- District location in Bueng Kan province
- Coordinates: 18°21′29″N 103°39′11″E﻿ / ﻿18.35806°N 103.65306°E
- Country: Thailand
- Province: Bueng Kan
- Seat: Bueng Kan

Area
- • Total: 791.9 km^{2} (305.8 sq mi)

Population (2012)
- • Total: 89,978
- • Density: 105.5/km^{2} (273/sq mi)
- Time zone: UTC+7 (ICT)
- Postal code: 38000
- Geocode: 3801

= Mueang Bueng Kan district =

Mueang Bueng Kan (เมืองบึงกาฬ, /th/) is a capital district (amphoe mueang) of Bueng Kan province, northeastern Thailand. It is 759 km north-northeast of Bangkok.

==History==
The district was originally named Chai Buri (ไชยบุรี) and was a part of Nakhon Phanom province. In 1917 it was reassigned to Nong Khai, and in 1939 it was renamed Bueng Kan.

On 3 August 2010, a proposal to separate Bueng Kan province from Nong Khai province was approved by Thai government. On 22 March 2011, the "Act Establishing Changwat Bueng Kan, BE 2554 (2011)" was published in the Government Gazette. The district became the capital district (amphoe mueang) of the new province, and therefore renamed to Amphoe Mueang Bueng Kan by section 4 of the act.

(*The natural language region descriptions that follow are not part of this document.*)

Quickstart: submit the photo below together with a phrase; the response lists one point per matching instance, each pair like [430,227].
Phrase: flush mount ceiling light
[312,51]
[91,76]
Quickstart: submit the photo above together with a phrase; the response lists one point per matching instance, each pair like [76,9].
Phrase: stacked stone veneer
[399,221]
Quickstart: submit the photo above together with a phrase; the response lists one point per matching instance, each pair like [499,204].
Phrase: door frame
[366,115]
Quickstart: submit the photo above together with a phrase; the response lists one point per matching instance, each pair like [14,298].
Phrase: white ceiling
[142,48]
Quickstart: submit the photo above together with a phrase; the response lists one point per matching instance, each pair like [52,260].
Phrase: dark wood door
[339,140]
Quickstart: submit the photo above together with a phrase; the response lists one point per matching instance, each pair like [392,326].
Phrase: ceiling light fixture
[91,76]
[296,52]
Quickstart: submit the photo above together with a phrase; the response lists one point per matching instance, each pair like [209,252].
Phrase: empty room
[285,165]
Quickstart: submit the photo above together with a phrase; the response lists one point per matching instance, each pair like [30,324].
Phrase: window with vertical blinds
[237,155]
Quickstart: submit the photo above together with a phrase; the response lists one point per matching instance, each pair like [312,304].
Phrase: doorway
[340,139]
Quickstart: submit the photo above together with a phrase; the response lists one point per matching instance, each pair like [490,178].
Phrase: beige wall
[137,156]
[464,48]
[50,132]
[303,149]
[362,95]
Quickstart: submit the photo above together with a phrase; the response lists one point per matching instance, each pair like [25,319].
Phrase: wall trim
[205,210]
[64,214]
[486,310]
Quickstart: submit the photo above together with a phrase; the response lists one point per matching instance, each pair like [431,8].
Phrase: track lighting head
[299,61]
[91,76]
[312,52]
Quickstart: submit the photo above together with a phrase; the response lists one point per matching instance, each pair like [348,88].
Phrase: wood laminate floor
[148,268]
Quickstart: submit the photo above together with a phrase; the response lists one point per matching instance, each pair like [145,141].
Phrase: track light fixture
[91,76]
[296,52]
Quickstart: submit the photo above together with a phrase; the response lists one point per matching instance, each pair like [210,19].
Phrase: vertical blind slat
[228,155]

On occasions during its history, especially during the 1970s and 1980s, there have been some conflicts with Lao people on the border. On 23 April 1975, the people's armed forces in Bueng Kan destroyed an enemy stronghold, killing 12 and Thai authorities reportedly admitted that 17 were killed eventually out of about 50. In the early-1980s two patrol boats of the Thai KPL reportedly opened fire and two Lao soldiers were arrested in Bueng Kan.

==Etymology==
Bueng (TH: บึง) means "swamp" or "marsh".
Kan (TH: กาฬ) is Thai for the Hindu goddess Kali; as an adjective it may mean 'black' and as a noun, 'black mark of death'.

==Geography==
Neighboring districts are (from the east clockwise) Bung Khla, Seka, Si Wilai, Phon Charoen, So Phisai, and Pak Khat of Bueng Kan Province. To the north across the Mekong River is the province of Bolikhamsai province in Laos.

- Transport
Building of the Fifth Thai–Lao Friendship Bridge began in 2020. Construction of the bridge at about 4 km west of the city centre is expected to take 3 years for a completion in 2023. The project will link the cities of Bueng Kan in Thailand and Bolikhamxai in Laos across the Mekong River. Its cost will be around US$130.3 million. Thailand has agreed to payUS$25.47 million and Laos is covering about US$46.13 million.. The bridge will enable Vietnam to be reached by road from Thailand through Laos over a distance of only 150 km. Already existing Thai-Lao Friendship Bridges link Nong Khai province with Vientiane Prefecture (First Thai–Lao Friendship Bridge; Mukdahan with Savannakhet (Second Thai–Lao Friendship Bridge); Nakhon Phanom with Thakhek (Third Thai–Lao Friendship Bridge); and Chiang Rai province with Houayxay (Fourth Thai–Lao Friendship Bridge).

==Administration==
The district is divided into 12 sub-districts (tambons), which are further subdivided into 131 villages (mubans). Bueng Kan is a town municipality (thesaban mueang) which covers tambon Bueng Kan and Wisit. Non Kheng, Ho Kham, Khok Kong, Khai Si and Noeng Loeng are sub-district municipalities each covering the whole same-named sub-district. There are a further five tambon administrative organizations (TAO) for those sub-districts not covered by municipalities.
| No. | Name | Thai | Villages | Pop. |
| 1. | Bueng Kan | บึงกาฬ | 11 | 9,999 |
| 2. | Non Sombun | โนนสมบูรณ์ | 13 | 9,903 |
| 3. | Non Sawang | โนนสว่าง | 11 | 6,739 |
| 4. | Ho Kham | หอคำ | 14 | 7,116 |
| 5. | Nong Loeng | หนองเลิง | 13 | 8,547 |
| 6. | Khok Kong | โคกก่อง | 9 | 6,901 |
| 7. | Na Sawan | นาสวรรค์ | 9 | 7,535 |
| 8. | Khai Si | ไคสี | 10 | 5,294 |
| 9. | Chaiyaphon | ชัยพร | 13 | 8,227 |
| 10. | Wisit | วิศิษฐ์ | 13 | 9,557 |
| 11. | Kham Na Di | คำนาดี | 8 | 5,075 |
| 12. | Pong Pueai | โป่งเปือย | 7 | 5,085 |
Missing numbers are tambon which now form the districts Bung Khla and Si Wilai.